Deze straat in het verlengde van de Goudstraat ombuigend naar de Leie toe, begint net over de Minnemeersgracht en Meerminbrugje (Tovenaresbrugje), beide verdwenen, ter hoogte van de ingang van de Artevelde hogeschool.
De oude Minnemeersbrug was tot kort na 1900 dicht bij de villa-achtige woning aan de Leieoever gelegen in het verlengde van de Goudstraat (vroeger Minnestraat). Al deze namen zijn uiteraard afgeleid van de fameuze meermin die eertijds deze plek onveilig zou gemaakt hebben.
Aan de voet van de brug was er een klein bouwblokje met o.a. een wachthuisje voor de brugwachter. Verderop werd de straat aangelegd bovenop de Minnemeers, een strook grond die altijd onvercijnsde en onbebouwde stadseigendom bleef. De brede straat refereert in feite nog naar de stadsversterking, een aarden wal, die er kort na de inlijving van het gebied bij de stad in 1213 aangelegd werd.
De Minnemeers werd in de 18de tot 20ste eeuw overwegend Peerdenmeersof Peerdenkerkhof genoemd. Waarom dit zo was, leert ons een milieuklacht uit 1698 die beschrijft hoe er slachtafval van paarden in het water of opdiveersche messynghen gegooid werd. Dat alles vormde een mooi geheel met kuipen en andere vaten die er gevuld werden met dreck.

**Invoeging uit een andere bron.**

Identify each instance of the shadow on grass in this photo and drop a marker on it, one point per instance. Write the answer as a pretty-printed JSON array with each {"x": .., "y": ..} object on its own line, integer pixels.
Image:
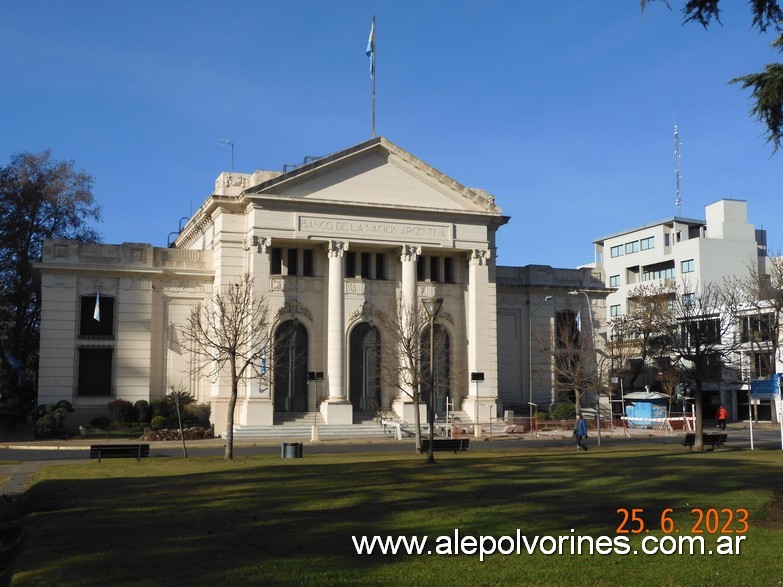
[{"x": 263, "y": 519}]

Vermoedelijk werden de paarden ter plaatse geslacht en werd er ook slachtafval begraven.
De vele bedrijfjes aan de Oudevest hadden via brugjes over de Minnemeersgracht toegang tot de meers. Een groot gedeelte ervan werd in de loop van de 19de eeuw opgeslorpt in de katoenspinnerij Desmet-Guéquier waarin het Museum over Industrie, Arbeid en Textiel (MIAT) nu gevestigd is.